After downloading (output log will show "TASK OK" when done), go to the top right of your screen and Create CT
.
This will bring up the Create: LXC Container
General
- set your host name. Since I plan on using this container as a JellyFin server, my hostname isJellyFin
. Set a root password, uncheck 'Unprivileged Container'.Template
- select the Ubuntu-22.04 CT we just downloaded.Disks
- Disk size set to 8gb.CPU
- set to 2 cores.Memory
- set to 2048mb (2gb) and 512mb swap.Network
- set IPv4 to DHCP, set IPv6 to static but left it blank (should say none in the box)DNS
- Left blank / "use host settings"
Hit finish!
When the container is done being created, we need to go back to your main node console. We still have to make some changes to allow the GPU to be passed through. This is where your input is going to be needed.
Do NOT copy my settings exactly! These numbers are going to be different for your system. I will show what my config looks like but be sure to change these values.
To start:
ls -l /dev/nv*
The highlighted numbers are the system specific hardware ID's that correspond with the files we are going to be calling for in the next step. Take note of these numbers.
nano /etc/pve/lxc/<container id>.conf
Once in the container’s config file, we want add these lines:
#cgroup access
lxc.cgroup2.devices.allow: c 195:0 rw
lxc.cgroup2.devices.allow: c 195:255 rw
lxc.cgroup2.devices.allow: c 195:254 rw
lxc.cgroup2.devices.allow: c 510:0 rw
lxc.cgroup2.devices.allow: c 510:1 rw
lxc.cgroup2.devices.allow: c 10:144 rw
#device files
lxc.mount.entry: /dev/nvidia0 dev/nvidia0 none bind,optional,create=file
lxc.mount.entry: /dev/nvidiactl dev/nvidiactl none bind,optional,create=file
lxc.mount.entry: /dev/nvidia-modeset dev/nvidia-modeset none bind,optional,create=file
lxc.mount.entry: /dev/nvidia-uvm dev/nvidia-uvm none bind,optional,create=file
lxc.mount.entry: /dev/nvidia-uvm-tools dev/nvidia-uvm-tools none bind,optional,create=file
lxc.mount.entry: /dev/nvram dev/nvram none bind,optional,create=file
Remember those numbers I highlighted with ls -l /dev/nv*
? This is where they come into play.
When done press Ctrl + x
- press y
- then Enter
to close.
Since we are done editing config files, we can start the container!
Login as root
and the password you set. Once logged in - we need to update:
apt update && apt upgrade -y
We need to grab the drivers again:
wget <nvidia driver link>
After it downloaded:
chmod +x <driver file>
Before we run the installer again we need to add an extra flag to the installer.:
./<driver> --no-kernel-module
so for me it should read as:
./NVIDIA-Linux-x86_64-515.86.01.run --no-kernel-module
The reason for this is because this container is using your main nodes kernel. That's why we did all the legwork before to get to this point.

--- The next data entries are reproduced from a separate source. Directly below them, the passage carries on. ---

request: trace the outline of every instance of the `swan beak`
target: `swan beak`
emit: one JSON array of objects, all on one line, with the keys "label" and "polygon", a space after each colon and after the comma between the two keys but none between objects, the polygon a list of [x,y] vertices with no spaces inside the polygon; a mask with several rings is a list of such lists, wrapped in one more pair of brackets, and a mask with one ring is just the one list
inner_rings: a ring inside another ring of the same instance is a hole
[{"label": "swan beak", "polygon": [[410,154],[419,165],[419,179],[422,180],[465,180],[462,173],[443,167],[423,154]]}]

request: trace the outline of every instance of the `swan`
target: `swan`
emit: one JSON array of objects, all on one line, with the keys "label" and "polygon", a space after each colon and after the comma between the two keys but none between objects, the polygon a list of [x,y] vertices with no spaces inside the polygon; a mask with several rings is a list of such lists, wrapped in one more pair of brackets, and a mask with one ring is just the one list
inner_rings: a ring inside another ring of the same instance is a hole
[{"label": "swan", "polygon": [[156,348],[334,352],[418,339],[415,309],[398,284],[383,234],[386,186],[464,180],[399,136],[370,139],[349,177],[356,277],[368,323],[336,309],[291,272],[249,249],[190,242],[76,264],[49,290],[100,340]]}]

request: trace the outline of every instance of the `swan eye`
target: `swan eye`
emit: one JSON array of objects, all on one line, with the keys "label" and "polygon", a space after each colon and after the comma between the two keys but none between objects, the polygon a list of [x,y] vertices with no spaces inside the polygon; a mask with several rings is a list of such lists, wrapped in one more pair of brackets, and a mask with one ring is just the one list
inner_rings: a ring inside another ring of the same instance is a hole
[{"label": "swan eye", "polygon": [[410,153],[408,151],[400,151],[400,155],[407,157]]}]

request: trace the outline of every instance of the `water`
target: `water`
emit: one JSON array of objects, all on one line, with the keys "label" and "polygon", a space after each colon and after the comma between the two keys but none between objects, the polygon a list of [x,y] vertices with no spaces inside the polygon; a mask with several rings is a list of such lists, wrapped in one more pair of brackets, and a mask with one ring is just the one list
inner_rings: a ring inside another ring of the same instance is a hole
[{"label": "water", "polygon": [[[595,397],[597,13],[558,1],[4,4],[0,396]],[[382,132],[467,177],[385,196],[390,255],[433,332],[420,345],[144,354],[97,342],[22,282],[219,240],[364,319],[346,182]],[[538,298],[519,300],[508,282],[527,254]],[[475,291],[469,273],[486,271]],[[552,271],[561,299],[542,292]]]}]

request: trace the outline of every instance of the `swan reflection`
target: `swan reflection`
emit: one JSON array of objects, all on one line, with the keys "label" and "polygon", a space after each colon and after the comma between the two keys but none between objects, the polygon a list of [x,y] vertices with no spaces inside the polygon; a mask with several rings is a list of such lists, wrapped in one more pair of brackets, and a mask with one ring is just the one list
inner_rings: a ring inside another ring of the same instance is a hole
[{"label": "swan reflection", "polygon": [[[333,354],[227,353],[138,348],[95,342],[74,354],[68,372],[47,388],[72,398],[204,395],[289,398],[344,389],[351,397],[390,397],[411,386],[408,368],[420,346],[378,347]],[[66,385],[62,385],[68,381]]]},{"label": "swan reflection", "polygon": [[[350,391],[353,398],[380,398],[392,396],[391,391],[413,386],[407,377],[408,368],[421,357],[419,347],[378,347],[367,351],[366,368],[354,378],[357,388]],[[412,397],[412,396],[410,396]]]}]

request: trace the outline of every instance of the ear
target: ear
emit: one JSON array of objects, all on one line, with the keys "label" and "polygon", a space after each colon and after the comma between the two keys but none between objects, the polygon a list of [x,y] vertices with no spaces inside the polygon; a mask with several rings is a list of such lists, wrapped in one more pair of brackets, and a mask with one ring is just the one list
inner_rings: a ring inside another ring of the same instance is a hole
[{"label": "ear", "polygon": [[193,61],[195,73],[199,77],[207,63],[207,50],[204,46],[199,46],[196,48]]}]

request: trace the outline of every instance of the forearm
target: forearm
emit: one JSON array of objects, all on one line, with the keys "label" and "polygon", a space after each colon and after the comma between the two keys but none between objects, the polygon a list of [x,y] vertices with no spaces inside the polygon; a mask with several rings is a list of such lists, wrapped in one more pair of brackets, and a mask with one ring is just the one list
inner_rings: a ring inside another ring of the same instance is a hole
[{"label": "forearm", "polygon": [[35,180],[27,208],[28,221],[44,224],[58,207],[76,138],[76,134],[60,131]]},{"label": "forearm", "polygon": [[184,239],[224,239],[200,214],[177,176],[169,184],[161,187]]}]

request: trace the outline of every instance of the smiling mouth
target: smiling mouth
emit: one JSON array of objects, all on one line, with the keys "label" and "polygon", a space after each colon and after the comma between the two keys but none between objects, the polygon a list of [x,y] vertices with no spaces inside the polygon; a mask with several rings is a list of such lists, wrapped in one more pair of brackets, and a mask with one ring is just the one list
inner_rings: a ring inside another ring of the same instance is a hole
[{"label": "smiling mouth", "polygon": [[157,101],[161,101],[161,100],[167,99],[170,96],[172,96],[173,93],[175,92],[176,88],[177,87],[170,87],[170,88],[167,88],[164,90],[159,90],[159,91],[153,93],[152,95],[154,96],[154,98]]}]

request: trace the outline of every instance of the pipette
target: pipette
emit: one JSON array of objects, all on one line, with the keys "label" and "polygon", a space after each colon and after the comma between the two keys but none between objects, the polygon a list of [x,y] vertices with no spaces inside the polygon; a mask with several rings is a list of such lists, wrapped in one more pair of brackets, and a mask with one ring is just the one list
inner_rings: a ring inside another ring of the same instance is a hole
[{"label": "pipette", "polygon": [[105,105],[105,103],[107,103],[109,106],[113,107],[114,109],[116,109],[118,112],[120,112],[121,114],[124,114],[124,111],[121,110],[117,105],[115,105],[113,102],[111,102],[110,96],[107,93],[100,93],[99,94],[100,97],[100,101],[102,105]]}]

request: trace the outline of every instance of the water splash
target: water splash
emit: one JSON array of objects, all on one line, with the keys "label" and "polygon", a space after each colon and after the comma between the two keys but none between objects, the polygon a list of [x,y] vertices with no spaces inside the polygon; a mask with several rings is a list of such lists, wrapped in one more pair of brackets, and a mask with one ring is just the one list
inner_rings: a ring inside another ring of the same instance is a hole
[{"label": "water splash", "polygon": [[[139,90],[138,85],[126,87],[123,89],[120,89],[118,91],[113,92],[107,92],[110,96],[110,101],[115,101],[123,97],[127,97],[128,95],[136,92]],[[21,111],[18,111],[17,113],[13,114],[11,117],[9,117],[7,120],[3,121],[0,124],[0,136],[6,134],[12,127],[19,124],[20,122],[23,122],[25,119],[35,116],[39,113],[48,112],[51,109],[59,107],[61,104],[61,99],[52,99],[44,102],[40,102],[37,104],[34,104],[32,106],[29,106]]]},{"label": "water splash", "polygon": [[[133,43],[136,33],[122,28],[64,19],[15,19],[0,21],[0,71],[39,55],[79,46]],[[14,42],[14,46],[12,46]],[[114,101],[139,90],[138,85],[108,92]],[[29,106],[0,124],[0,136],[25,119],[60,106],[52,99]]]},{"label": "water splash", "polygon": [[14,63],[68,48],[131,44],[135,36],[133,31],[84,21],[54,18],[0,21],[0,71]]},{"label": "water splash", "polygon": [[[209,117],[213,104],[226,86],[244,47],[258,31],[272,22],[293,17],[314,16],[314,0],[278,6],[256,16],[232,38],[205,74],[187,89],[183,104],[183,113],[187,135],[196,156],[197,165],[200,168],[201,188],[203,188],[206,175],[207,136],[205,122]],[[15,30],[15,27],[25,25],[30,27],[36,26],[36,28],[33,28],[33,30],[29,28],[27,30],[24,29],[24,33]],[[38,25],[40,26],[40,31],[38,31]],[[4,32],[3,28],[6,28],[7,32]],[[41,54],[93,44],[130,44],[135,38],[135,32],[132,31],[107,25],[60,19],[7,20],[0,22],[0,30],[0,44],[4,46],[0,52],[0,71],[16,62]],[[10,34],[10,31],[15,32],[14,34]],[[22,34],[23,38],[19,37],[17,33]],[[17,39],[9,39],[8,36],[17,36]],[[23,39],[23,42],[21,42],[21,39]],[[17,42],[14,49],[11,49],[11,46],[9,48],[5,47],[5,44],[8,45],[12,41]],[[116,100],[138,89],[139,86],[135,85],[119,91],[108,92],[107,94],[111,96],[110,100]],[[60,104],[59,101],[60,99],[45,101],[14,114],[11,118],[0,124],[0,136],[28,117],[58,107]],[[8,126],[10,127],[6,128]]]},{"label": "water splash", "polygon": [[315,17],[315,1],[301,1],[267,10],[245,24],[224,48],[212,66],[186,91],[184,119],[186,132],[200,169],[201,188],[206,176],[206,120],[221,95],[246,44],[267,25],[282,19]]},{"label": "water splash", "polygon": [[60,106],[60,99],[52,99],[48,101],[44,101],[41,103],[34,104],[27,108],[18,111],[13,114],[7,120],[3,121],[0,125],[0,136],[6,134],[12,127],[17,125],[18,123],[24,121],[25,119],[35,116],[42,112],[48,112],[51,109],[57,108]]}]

Once the driver install opens the only new message will be:
WARNING: You specified the '--no-kernel-module' command line option...
Just hit OK
and proceed with the driver install like we did previously. When the installer is done, reboot the container.
After reboot log back in as root
. Run the nvidia-smi
command.
Congratulations! You have successfully just passed your GPU to an LXC Container!! From here you can do whatever you like that can harness the horsepower of your GPU for any type of workload.